If you are a senior and you are just waking up to the realization that you can no longer bend over to tie your shoelace or hook your Velcro, you might also be wondering how you could ever imagine yourself doing this highly popularized craze that dates back to ancient India, or where you might even be able to fit in attempting some of those pretzel-like exercises called Yoga.


I have been doing yoga since I was nineteen and now I am definitely in my fifties. To my amazement in the last ten years, yoga trends have moved from a quiet, hidden, thoughtful approach to stress reduction, using gentle stretches, strengthening exercises and breath awareness, to a very aggressive, highly competitive, aerobic sweat shop that has hit every spa and health club in every town and city in the USA. People curious about yoga are finding it very intimidating to enter an overheated, overcrowded yoga class that is, more like boot camp than what the yogis of India intended in their quest for inner truth and health through a daily yoga practice.


So, how is a seasoned citizen who is curious to experience the benefits that yoga has traditionally promoted and is presently claiming as a national cure-all find a friendly and tangible beginning approach to studying yoga in today’s highly yoga competitive climate?


We always have heard that the teacher is “within” and that the body is the temple. I am encouraging every able bodied person looking for a place to begin yoga to find the most available source of yoga that we have every minute of the day AND THAT IS YOUR BREATH.


The word “respiration” means to inspire again and again from within; in other words bringing spirit back to the body for renewal not just once but over and over again.

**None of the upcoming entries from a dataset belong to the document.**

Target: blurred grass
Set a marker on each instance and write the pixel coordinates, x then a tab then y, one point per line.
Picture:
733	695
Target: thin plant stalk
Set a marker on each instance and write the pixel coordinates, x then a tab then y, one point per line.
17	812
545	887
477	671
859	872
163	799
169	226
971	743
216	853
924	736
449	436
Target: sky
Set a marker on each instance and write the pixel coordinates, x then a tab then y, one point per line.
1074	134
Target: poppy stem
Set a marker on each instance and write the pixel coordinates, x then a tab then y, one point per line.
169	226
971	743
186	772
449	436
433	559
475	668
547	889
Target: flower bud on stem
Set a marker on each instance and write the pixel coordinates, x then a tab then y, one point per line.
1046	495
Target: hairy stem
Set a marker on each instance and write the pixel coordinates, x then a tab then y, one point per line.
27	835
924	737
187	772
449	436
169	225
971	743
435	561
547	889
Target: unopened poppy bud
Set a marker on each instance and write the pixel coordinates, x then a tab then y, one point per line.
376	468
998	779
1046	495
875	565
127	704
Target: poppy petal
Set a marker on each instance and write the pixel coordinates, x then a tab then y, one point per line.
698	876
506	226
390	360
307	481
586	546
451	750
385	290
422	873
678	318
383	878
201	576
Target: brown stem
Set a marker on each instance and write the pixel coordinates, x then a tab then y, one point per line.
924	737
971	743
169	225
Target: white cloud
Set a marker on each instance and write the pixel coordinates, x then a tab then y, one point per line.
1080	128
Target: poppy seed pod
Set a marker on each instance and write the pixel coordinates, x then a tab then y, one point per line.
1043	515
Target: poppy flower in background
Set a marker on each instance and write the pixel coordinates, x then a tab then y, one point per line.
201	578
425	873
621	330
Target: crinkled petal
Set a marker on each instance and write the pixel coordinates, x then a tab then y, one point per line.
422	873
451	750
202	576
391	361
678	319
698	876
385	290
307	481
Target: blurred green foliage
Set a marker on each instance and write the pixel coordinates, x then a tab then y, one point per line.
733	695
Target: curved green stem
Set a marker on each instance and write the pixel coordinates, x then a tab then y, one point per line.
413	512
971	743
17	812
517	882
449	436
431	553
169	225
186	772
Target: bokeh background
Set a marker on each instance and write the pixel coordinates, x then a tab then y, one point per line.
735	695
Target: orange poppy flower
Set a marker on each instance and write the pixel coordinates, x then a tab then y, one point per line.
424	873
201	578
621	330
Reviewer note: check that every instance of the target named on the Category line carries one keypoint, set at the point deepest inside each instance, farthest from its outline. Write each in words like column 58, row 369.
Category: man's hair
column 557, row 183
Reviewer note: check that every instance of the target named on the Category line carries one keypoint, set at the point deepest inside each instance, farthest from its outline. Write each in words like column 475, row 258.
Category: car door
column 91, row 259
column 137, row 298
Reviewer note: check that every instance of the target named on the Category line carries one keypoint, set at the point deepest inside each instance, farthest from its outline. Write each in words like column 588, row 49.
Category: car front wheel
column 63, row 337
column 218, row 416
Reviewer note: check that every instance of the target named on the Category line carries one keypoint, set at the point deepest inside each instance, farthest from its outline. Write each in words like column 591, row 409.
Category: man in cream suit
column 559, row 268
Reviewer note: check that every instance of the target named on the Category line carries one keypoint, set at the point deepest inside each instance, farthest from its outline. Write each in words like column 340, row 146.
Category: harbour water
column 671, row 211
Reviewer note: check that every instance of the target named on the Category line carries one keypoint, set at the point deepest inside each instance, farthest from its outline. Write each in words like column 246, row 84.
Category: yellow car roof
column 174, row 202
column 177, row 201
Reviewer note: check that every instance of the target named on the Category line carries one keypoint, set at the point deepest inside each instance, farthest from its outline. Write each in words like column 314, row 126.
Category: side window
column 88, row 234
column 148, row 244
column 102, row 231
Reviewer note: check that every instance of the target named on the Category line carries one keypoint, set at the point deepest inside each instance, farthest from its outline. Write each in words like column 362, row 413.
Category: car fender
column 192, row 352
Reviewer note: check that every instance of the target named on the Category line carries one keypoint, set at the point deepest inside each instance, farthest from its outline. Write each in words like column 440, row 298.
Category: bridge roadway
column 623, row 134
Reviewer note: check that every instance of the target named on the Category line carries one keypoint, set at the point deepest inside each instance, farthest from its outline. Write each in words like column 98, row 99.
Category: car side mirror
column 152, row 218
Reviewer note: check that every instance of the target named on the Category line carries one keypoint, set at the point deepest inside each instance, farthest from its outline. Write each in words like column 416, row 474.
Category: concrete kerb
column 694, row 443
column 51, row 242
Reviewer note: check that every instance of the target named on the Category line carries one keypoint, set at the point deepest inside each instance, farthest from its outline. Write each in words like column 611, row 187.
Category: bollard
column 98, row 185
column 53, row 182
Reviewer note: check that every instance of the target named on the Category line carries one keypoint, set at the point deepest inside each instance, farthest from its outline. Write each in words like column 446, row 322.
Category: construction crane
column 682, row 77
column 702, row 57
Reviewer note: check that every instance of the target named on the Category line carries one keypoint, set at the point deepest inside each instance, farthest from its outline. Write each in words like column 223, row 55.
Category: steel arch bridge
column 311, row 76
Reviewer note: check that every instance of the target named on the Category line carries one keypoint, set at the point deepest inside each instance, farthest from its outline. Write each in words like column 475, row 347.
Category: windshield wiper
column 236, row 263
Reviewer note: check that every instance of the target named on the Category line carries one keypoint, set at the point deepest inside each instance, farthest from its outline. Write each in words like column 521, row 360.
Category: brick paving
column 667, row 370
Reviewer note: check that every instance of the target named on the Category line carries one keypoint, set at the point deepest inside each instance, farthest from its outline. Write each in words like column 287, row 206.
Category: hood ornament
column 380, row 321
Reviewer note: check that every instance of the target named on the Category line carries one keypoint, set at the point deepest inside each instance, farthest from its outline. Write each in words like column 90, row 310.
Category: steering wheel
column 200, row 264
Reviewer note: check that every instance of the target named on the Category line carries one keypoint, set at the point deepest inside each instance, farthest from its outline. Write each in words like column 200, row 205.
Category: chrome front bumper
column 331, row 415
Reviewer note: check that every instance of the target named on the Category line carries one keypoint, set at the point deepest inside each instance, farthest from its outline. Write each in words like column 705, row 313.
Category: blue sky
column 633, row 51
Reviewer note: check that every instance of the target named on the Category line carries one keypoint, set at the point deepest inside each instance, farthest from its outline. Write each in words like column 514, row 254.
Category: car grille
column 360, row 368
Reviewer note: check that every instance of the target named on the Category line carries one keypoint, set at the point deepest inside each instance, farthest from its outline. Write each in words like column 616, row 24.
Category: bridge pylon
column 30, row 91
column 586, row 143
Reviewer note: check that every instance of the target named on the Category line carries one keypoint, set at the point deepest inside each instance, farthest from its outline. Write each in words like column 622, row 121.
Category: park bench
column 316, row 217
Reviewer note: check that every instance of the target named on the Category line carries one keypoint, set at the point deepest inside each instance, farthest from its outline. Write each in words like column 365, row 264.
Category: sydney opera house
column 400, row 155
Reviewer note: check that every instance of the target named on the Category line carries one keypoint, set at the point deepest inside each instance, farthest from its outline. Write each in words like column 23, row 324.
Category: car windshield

Breathing is the true gift of life that we have regardless if we are beggars on the street, Wall Street traders, or yoga masters. No matter if we are aware of it or not. Naturally we take our breathing for granted, that is, until our lung capacity is diminished, until we find that we are easily out of breath doing daily activities, where in the past the same activity would not have even fazed us. The yoga practice of Breathing (known as Pranayama) is simply the means of becoming more aware of your breath and of the magical effects that deep breathing brings to your body, your energy, and to your mind. This simple practice will reveal how deep breathing is the foundation of health as well as the gateway for entering into the beginning stages of practicing the very ancient youth restoring art of yoga.


So many students avoid breathing practice in classes and many teachers fail to teach it because it continues to remain one of the mysterious and subtle teachings of yoga.


There is no mystery in the breath. The real mystery is to ask why we don’t breathe. To explore how the breath reflects something much deeper and reflective than the shallow breath most people live with.


In the oriental study of health and healing, the emotion connected to the Lungs is deep grief. This emotional stress can begin at a very young age or sneak up on us as we get older and have more and more responsibilities and disappointments.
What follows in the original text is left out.